個人再生の実例
ここでは、実際に当事務所で解決した個人再生の事例をご紹介します。
【Hさん(41歳・男性)のケース】
「相談前状況」
Hさんは、もともと会社員で収入が安定しており、借金などしたことがありませんでした。ところが、飲食店のオーナーである知人から同店の店長をやらないかと請われ、渋々引き受けた頃から状況が暗転しました。売り上げが思うように伸びず、満足のゆく給与が支払われなかったことから、生活費を貸金業者からの借り入れに依存するようになりました。

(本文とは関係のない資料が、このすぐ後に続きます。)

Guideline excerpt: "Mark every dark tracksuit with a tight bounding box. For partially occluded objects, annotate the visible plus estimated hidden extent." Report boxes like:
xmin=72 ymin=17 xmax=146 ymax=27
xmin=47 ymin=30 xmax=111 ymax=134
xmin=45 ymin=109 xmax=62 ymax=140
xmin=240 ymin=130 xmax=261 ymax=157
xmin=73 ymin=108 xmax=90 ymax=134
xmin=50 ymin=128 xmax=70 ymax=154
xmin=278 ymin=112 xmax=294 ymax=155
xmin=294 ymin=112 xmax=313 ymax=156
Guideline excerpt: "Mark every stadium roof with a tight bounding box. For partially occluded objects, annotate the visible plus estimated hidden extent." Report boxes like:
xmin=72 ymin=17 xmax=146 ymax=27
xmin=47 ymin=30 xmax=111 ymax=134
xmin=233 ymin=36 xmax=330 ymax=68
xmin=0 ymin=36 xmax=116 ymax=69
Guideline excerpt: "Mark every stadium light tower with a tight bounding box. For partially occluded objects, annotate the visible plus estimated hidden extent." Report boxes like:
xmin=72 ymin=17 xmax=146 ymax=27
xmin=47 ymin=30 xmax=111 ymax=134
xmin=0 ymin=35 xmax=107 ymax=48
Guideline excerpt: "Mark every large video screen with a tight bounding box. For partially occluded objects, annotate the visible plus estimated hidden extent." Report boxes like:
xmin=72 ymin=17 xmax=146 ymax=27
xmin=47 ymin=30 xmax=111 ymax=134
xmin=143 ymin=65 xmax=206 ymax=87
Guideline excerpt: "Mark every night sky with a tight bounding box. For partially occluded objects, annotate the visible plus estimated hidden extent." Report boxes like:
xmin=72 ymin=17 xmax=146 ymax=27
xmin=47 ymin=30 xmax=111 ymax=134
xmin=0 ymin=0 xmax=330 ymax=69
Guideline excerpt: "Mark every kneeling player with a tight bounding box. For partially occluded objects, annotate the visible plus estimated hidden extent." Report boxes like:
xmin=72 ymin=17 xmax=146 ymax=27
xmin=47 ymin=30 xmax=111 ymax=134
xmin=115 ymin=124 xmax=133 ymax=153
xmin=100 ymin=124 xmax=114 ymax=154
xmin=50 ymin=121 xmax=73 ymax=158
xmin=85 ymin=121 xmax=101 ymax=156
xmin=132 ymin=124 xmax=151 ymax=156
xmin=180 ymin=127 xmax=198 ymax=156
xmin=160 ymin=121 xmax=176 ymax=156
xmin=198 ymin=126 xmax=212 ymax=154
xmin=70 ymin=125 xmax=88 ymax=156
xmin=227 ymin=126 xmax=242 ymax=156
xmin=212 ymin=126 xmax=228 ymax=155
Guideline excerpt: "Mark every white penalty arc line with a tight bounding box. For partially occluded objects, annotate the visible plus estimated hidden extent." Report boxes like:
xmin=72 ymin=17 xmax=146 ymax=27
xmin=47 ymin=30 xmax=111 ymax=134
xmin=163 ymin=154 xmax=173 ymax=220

その後転職を経て、相当額の給与を得るようになりましたが、結婚と妻の出産により生活費の支出が増えたことから、返済が苦しくなりました。
「解決方法」
Hさんが借金をするに至った理由や債務総額から、自己破産が最も適当に思われました。しかしながら、Hさんは、債権者へ(全額は無理でも)少しでも返済していきたいとの思いが強く、自己破産することを潔しとしませんでした(仮にHさんが自己破産したとしても、特段デメリットはなく、それをキチンとご説明した上での判断でした)。

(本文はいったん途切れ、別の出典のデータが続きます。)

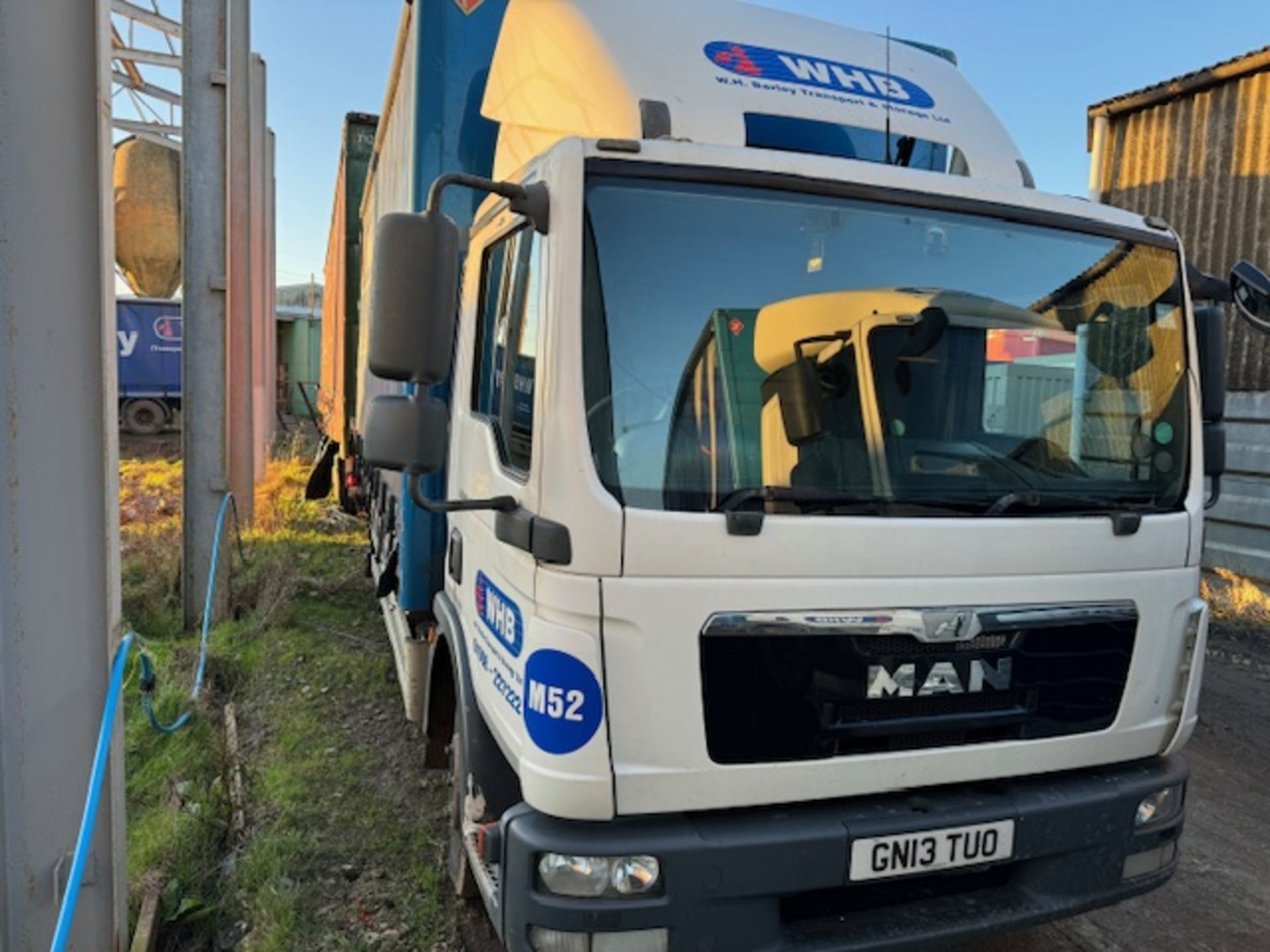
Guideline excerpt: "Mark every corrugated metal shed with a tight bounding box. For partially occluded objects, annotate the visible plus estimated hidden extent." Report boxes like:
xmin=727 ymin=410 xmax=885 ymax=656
xmin=1088 ymin=47 xmax=1270 ymax=391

それならばと、Hさんの希望に叶うよう個人再生を検討しましたが、Hさんの家計の状況では再生手続きにより債務を圧縮しても、返済を継続していくことができるかどうか微妙な状態でした。
そこで、Hさん(及びその奥様)とともに徹底的に家計を見直し、返済原資を確保できるよう努めました。
「解決後状況」
Hさんは、大幅な見直しの結果、裁判所が再生手続きによる弁済が可能であると認めるに足る家計の状況になり、無事認可決定を得ました。
【Aさん(46歳・男性)のケース(住宅ローン特則あり)】
「相談前状況」
Aさんは、3人目の子供が生まれ、将来に向け自宅が手狭になることが予想されたため、その改築費用として銀行から借入れをしました。借入れ当初、とくに生活は苦しくありませんでしたが、子供が私立の高校、そして大学、専門学校へ進学し、3人分の学費が家計に重くのしかかるようになりました。
そこで、新たに教育ローンや、不足する生活費を補うために貸金業者から借り入れるようになり、気付いた時には住宅ローン以外の借り入れが約900万円に膨れ上がっていました。
「解決方法」
当然のことながら自宅を手放したくないのがAさんの希望でした。
ところが、Aさんの場合、住宅ローン残高が約800万円なのに対して、自宅不動産の査定価格が約1050万円であったため、所謂オーバーローン状態ではありませんでした(1050万円-800万円=約250万円の財産価値)。
他にも目ぼしい財産として保険の解約返戻金があったため、Aさんの財産価値の合計は約280万円となり、(これが住宅ローン以外の債務総額の900万円の5分の1相当額である180万円を超えるため)その額を支払うとする内容の再生計画案を認めてもらわなくてはなりませんでした。
「解決後状況」
再生計画は3年の分割返済が原則なので、返済総額が約280万円の場合、月々の返済額が7万円を超え、返済を継続していくのが困難でした。そこで、「やむを得ない事情」により、返済期間を5年に延長し、月々の返済額を4万円程度にまで抑えることで、計画案どおり履行が可能と認められました。
結果、Aさんは自宅を手放さずに済みました。